L'article 24 de la Charte des droits fondamentaux de l'UE consacre les droits de l'enfant. Découvrez comment la CEDH et la CJUE assurent leur protection au-delà des frontières françaises.

Article 24 Charte droits fondamentaux UE : protection des droits de l'enfant

L’article 24 Charte droits fondamentaux UE constitue le socle juridique de la protection des droits de l’enfant dans l’ensemble de l’Union européenne. Ce texte, souvent invoqué devant la Cour de justice de l’Union européenne (CJUE) et la Cour européenne des droits de l’homme (CEDH), garantit que l’intérêt supérieur de l’enfant soit une considération primordiale dans toutes les décisions publiques ou privées qui le concernent. Alors que les frontières françaises ne limitent plus les situations familiales (garde transfrontalière, déplacement illicite, séparation binationale), cet article devient un bouclier juridique essentiel pour les parents et les enfants.

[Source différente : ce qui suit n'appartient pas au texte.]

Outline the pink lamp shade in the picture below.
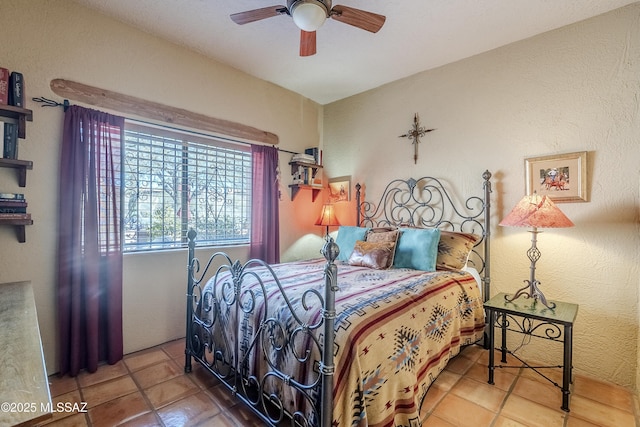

Rédigé par un avocat expert en droits fondamentaux, cet article vous explique la portée de l’article 24 de la Charte des droits fondamentaux de l’UE, son articulation avec la Convention européenne des droits de l’homme, et les recours possibles devant les juridictions européennes. Nous analyserons les décisions récentes de 2025-2026 et vous donnerons des conseils pratiques pour faire valoir ces droits.

Que vous soyez parent, tuteur, ou professionnel du droit, comprendre l’article 24 de la Charte des droits fondamentaux de l’Union européenne est indispensable pour protéger efficacement les droits de l’enfant dans un contexte européen.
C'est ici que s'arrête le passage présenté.